O Argenil se comprometeu, não sei por que, no começo de julho, a me mandar fotografias. Me escreveu para me prometer fotografias. Depois ele me escreveu que não, que seria perigoso mandar fotografias, eu respondi que é claro que seria perigoso. Eu estranhei que realmente ele quisesse levar esse projeto a cabo. Eu respondi de brincadeira, uma repórter me falou que usei um código, que escrevi algo de lobo mau e chapeuzinho vermelho. Quando escrevo para amigos sou muito livre e gosto de piadas. Não eram cartas de encomendas de fotografias de sacanagem, era brincadeira.
O que pode ter acontecido é o Argenil ter mostrado fotografias, mas fotografias decentes, de carinhas da idade dele, ele dizia: 'É meu primo'. Ele tem primo que não acaba. Ele dizia: 'Você gostaria de encontrá-lo?' Eu dizia, você sabe que é mau cafetão. Tenho fotografias de Argenil comigo, na sacada do meu apartamento. Em nome da simples verossimilhança, na minha posição na França, professor universitário não ganha tanto, mas para que ia querer fotos, para revender, para fazer um bico? É o fim da picada.

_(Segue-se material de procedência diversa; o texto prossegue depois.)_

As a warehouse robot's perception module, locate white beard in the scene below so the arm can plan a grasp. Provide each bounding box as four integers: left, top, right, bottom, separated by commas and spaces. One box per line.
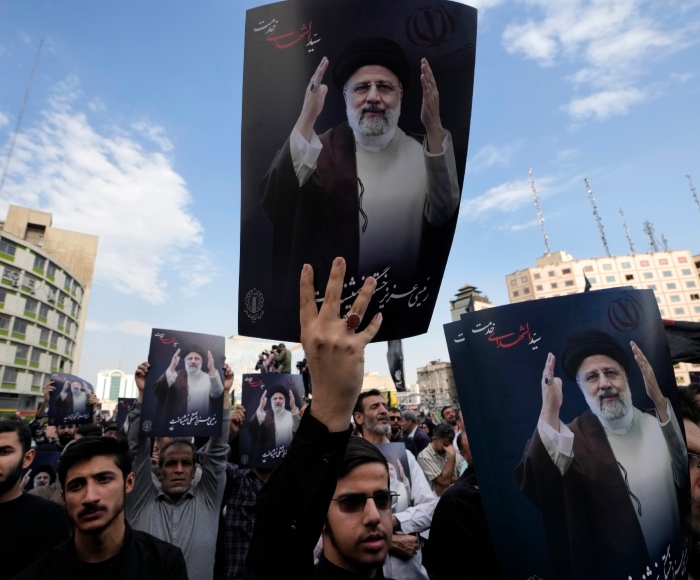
346, 102, 401, 137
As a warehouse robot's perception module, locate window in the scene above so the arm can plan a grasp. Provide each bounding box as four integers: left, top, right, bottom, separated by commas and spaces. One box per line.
0, 238, 17, 257
15, 344, 29, 361
12, 318, 27, 334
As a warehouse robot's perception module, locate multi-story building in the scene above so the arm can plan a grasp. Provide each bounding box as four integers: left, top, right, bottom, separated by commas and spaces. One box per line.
0, 205, 98, 413
416, 360, 459, 409
450, 284, 493, 322
506, 250, 700, 385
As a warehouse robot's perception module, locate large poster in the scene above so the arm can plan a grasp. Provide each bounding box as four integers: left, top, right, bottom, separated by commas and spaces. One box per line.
140, 328, 226, 437
47, 373, 95, 425
238, 373, 304, 469
238, 0, 476, 341
445, 289, 689, 579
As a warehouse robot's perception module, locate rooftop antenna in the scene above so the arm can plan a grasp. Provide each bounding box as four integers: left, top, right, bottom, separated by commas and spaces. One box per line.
583, 177, 610, 257
685, 173, 700, 211
620, 208, 634, 254
0, 38, 44, 193
644, 221, 659, 252
527, 167, 552, 256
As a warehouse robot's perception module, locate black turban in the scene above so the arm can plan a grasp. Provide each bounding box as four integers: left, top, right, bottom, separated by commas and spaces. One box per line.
333, 37, 411, 91
560, 330, 630, 381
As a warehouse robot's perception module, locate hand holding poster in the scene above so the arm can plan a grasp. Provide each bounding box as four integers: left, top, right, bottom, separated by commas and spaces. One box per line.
446, 289, 689, 579
239, 373, 304, 469
141, 328, 225, 437
239, 0, 476, 341
47, 373, 95, 425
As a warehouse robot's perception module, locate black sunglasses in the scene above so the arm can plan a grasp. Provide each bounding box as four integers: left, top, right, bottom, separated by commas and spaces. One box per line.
331, 490, 399, 514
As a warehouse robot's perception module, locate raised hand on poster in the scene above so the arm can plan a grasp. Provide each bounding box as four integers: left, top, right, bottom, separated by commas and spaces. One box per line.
420, 58, 445, 155
295, 56, 328, 142
540, 352, 564, 431
630, 341, 668, 423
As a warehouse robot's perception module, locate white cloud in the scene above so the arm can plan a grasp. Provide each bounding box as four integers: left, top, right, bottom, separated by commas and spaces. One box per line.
467, 142, 520, 173
502, 0, 700, 121
0, 78, 216, 304
115, 320, 153, 336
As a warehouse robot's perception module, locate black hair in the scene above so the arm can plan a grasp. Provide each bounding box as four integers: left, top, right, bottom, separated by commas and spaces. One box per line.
338, 437, 389, 484
352, 389, 382, 415
158, 437, 197, 467
0, 419, 32, 454
433, 423, 455, 442
57, 437, 131, 490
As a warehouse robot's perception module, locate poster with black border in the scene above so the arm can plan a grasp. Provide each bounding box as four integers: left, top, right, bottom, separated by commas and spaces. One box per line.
47, 373, 95, 425
238, 0, 477, 342
139, 328, 226, 437
446, 288, 689, 580
238, 373, 304, 470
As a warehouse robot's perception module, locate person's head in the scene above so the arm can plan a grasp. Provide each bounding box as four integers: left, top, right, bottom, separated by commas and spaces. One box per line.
430, 423, 455, 455
32, 465, 56, 489
352, 389, 391, 437
441, 405, 457, 427
323, 437, 393, 574
0, 419, 34, 502
56, 425, 77, 447
389, 407, 403, 439
333, 37, 411, 136
58, 437, 134, 535
158, 437, 197, 500
678, 387, 700, 541
561, 330, 632, 421
402, 411, 418, 433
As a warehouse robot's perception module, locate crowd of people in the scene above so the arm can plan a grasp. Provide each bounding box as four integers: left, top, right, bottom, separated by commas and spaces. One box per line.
0, 259, 700, 580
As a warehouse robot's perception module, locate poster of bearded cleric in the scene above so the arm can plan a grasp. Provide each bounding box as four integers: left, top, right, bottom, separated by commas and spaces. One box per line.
238, 0, 476, 341
446, 288, 689, 579
140, 328, 226, 437
47, 373, 95, 425
238, 373, 304, 469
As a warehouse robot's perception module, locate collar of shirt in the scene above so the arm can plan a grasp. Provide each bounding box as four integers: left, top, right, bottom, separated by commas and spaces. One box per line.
353, 127, 396, 153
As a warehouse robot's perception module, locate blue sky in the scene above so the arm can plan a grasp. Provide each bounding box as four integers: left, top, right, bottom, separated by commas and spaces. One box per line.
0, 0, 700, 390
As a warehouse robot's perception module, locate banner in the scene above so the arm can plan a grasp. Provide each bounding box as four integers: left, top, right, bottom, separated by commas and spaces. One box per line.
445, 289, 689, 579
238, 0, 476, 341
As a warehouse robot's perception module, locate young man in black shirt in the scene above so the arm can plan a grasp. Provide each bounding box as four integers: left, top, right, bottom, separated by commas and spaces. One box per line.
246, 258, 393, 580
15, 437, 187, 580
0, 419, 70, 578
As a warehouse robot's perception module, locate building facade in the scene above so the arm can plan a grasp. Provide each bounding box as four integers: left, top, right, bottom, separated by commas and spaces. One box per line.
506, 250, 700, 385
0, 205, 98, 413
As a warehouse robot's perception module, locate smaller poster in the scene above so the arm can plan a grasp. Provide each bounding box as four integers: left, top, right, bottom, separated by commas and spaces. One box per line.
20, 451, 61, 493
239, 373, 304, 469
117, 397, 136, 433
48, 373, 95, 425
140, 328, 226, 437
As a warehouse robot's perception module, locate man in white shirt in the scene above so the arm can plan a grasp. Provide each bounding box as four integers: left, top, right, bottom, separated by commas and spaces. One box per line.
516, 330, 688, 578
352, 389, 437, 580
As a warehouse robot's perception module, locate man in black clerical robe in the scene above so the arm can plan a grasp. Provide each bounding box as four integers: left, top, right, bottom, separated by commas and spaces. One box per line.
515, 331, 688, 579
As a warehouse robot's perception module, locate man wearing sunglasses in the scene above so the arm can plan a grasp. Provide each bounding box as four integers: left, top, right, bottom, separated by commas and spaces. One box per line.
515, 330, 688, 578
246, 258, 393, 580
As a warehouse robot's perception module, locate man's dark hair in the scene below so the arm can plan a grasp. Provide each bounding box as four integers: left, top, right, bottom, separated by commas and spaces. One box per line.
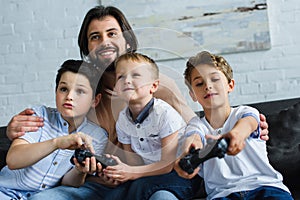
55, 60, 101, 96
78, 6, 138, 58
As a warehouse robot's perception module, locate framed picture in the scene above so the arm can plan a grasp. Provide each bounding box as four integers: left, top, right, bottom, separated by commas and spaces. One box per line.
101, 0, 271, 60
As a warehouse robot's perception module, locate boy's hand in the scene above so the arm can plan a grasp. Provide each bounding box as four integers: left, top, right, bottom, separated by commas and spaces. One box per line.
174, 152, 200, 179
53, 132, 95, 153
259, 114, 269, 141
6, 109, 44, 140
103, 155, 131, 182
73, 157, 102, 175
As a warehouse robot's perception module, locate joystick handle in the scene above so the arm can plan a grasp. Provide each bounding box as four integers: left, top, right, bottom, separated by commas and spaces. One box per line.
179, 138, 230, 174
70, 149, 118, 169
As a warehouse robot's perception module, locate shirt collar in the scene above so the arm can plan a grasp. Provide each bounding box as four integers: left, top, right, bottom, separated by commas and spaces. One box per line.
128, 98, 154, 124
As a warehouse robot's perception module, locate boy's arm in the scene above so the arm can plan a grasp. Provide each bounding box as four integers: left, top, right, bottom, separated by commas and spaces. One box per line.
61, 157, 102, 187
6, 132, 93, 169
103, 132, 178, 182
6, 109, 44, 140
224, 116, 258, 155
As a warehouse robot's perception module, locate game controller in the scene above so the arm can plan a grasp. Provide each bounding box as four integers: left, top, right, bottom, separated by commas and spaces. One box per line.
179, 138, 230, 174
70, 149, 118, 169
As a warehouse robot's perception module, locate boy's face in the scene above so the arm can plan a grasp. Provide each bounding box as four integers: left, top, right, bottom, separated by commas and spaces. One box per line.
190, 64, 234, 109
56, 72, 95, 121
115, 60, 159, 104
87, 16, 129, 68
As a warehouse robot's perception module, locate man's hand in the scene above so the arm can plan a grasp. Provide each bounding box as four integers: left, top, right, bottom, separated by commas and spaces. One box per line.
53, 132, 95, 153
259, 114, 269, 141
6, 109, 44, 140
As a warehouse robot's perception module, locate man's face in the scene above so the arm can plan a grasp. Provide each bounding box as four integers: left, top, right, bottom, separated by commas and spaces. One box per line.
87, 16, 129, 68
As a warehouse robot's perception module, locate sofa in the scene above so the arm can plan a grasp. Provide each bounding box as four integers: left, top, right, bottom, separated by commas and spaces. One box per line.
0, 98, 300, 199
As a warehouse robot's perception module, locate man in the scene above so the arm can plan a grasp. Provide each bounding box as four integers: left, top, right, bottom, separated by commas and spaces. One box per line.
7, 6, 268, 200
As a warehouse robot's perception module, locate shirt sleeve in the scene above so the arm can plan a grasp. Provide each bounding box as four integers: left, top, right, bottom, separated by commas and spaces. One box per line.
184, 116, 207, 144
237, 106, 260, 138
19, 106, 47, 143
116, 111, 131, 144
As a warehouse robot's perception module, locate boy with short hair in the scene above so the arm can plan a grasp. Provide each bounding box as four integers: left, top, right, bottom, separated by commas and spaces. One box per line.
175, 51, 292, 199
103, 53, 199, 199
0, 60, 108, 200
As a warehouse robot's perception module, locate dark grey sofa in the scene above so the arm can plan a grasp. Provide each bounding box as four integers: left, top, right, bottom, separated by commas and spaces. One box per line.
0, 98, 300, 199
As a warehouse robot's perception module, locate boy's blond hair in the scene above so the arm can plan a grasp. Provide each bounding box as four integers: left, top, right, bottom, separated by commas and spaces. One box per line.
184, 51, 233, 90
115, 52, 159, 80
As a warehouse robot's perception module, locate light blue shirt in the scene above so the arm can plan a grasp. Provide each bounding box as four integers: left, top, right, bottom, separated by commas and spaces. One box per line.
199, 106, 289, 199
0, 106, 108, 198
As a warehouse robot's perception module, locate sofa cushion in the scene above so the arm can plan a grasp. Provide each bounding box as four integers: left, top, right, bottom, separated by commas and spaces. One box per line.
267, 102, 300, 195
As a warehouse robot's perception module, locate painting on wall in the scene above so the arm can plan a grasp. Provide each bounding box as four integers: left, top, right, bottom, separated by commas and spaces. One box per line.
101, 0, 271, 60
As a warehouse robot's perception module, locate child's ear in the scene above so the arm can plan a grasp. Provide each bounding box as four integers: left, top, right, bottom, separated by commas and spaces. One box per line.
228, 79, 234, 93
150, 80, 159, 94
92, 93, 102, 108
189, 90, 197, 102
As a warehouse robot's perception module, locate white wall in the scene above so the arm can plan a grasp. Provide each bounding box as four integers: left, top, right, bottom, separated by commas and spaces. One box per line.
0, 0, 300, 126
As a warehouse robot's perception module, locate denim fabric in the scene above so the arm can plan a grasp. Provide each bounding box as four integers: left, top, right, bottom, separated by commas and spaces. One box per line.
149, 190, 178, 200
29, 182, 114, 200
29, 171, 202, 200
123, 171, 202, 200
215, 186, 293, 200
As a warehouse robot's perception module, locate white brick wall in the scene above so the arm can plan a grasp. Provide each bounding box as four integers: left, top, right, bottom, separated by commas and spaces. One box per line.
0, 0, 300, 126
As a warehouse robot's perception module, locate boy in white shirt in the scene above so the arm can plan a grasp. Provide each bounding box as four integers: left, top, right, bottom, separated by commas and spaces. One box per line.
175, 52, 293, 199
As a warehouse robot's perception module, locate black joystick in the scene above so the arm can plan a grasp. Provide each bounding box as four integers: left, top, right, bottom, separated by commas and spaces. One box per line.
179, 138, 229, 174
70, 149, 118, 169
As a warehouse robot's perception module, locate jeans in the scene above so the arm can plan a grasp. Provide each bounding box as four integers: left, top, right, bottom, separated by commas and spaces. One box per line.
149, 190, 178, 200
123, 170, 202, 200
215, 186, 293, 200
29, 171, 202, 200
29, 182, 115, 200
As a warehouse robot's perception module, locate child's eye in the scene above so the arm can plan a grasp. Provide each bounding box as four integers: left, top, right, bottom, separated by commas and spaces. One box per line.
196, 82, 203, 87
90, 35, 100, 40
117, 75, 124, 80
77, 89, 85, 94
132, 73, 141, 77
108, 32, 118, 38
59, 87, 68, 92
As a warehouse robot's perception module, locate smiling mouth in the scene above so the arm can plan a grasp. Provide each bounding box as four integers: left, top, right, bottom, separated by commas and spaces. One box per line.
63, 103, 73, 108
123, 88, 134, 92
96, 48, 116, 57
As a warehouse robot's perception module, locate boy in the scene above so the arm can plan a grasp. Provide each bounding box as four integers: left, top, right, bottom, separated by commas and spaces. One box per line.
0, 60, 108, 200
103, 53, 198, 199
176, 52, 292, 199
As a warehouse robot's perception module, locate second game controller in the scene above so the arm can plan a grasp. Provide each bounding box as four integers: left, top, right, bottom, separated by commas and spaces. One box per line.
71, 149, 118, 168
179, 138, 229, 174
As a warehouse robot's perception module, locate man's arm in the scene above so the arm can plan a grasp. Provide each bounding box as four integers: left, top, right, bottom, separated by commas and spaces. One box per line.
6, 109, 44, 140
6, 132, 94, 169
259, 114, 269, 141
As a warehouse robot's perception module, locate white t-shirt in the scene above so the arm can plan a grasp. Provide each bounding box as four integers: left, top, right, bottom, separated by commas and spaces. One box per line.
116, 99, 186, 164
199, 106, 289, 199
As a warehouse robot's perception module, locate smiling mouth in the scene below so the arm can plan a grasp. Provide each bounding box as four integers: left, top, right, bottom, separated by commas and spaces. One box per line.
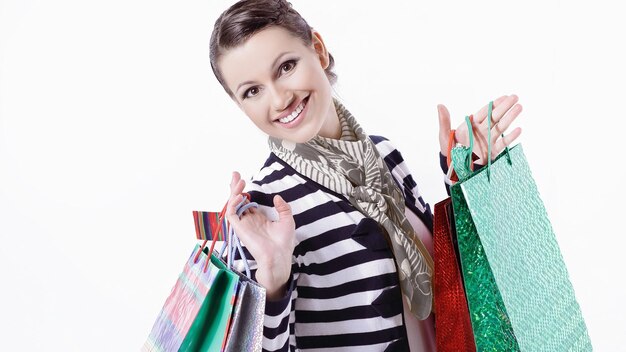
277, 96, 309, 124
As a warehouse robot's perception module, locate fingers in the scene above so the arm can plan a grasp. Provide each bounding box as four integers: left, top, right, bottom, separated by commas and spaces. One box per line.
485, 94, 521, 125
474, 95, 509, 124
230, 171, 246, 195
491, 104, 523, 135
437, 104, 451, 155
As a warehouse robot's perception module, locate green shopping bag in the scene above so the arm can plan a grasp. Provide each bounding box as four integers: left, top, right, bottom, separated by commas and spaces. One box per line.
179, 242, 239, 352
451, 103, 592, 352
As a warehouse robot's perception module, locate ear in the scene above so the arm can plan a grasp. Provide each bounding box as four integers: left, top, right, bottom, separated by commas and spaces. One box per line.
311, 29, 330, 70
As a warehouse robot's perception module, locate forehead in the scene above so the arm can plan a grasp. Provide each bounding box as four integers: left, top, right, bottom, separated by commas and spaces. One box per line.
218, 27, 307, 92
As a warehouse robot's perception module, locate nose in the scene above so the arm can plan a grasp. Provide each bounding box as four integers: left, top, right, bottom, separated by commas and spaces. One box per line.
271, 85, 295, 112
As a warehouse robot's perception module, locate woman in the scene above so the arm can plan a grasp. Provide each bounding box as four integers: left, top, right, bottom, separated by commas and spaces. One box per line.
210, 0, 521, 351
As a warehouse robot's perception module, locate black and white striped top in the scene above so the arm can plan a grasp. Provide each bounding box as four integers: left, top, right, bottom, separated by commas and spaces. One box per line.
238, 136, 432, 351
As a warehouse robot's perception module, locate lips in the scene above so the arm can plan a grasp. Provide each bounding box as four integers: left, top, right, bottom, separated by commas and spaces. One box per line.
274, 96, 309, 125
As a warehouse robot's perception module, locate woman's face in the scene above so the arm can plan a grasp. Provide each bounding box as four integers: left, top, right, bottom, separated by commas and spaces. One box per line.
218, 27, 340, 143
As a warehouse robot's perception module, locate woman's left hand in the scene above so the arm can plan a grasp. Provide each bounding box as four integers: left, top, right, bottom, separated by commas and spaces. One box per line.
437, 94, 522, 164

FELICIDADE - Não posso dizer que sou feliz, mas ficaria muito mais abalado por essa história se tivesse uma vida social intensa. Eu vivo solteiro, vivo muito sozinho. Desde que meu filho, meu melhor amigo, morreu, sete anos atrás, tinha 27 nos, só frequento alguns colegas, amigos, professores que preparam trabalhos comigo na universidade. São minhas únicas companhias. Sei que esses amigos, quando ouvirem falar dessa história, não vão virar as costas para mim. Não tenho vida social, não arrisco não ser mais recebido no salão da senhora X ou Y.
Não tenho a menor ilusão, no tempo da mundialização, o Brasil é muito perto da França, isso vai se espalhar na universidade francesa. A filosofia aqui tem bastante relações com o Brasil, é uma aldeia, e, como em todas as aldeias, eles gostam de fofocas, e uma fofoca desse tamanho vai fazer sucesso.
HOMOSSEXUALIDADE - Não é meu hábito falar de homossexualidade. Detesto militância homossexual. Não posso dizer que nunca escondi, que sempre assumi. Se não, por que teria casado, tido um filho? Eu tenho 66 anos agora. É claro que era notório que tinha fama de homossexual, como poderia negar, seria ridículo negar, mas nunca tive o mau gosto de me vangloriar disso. Falar em conversas com amigos, sim, mas fazer profissão de fé, não. Não é meu estilo.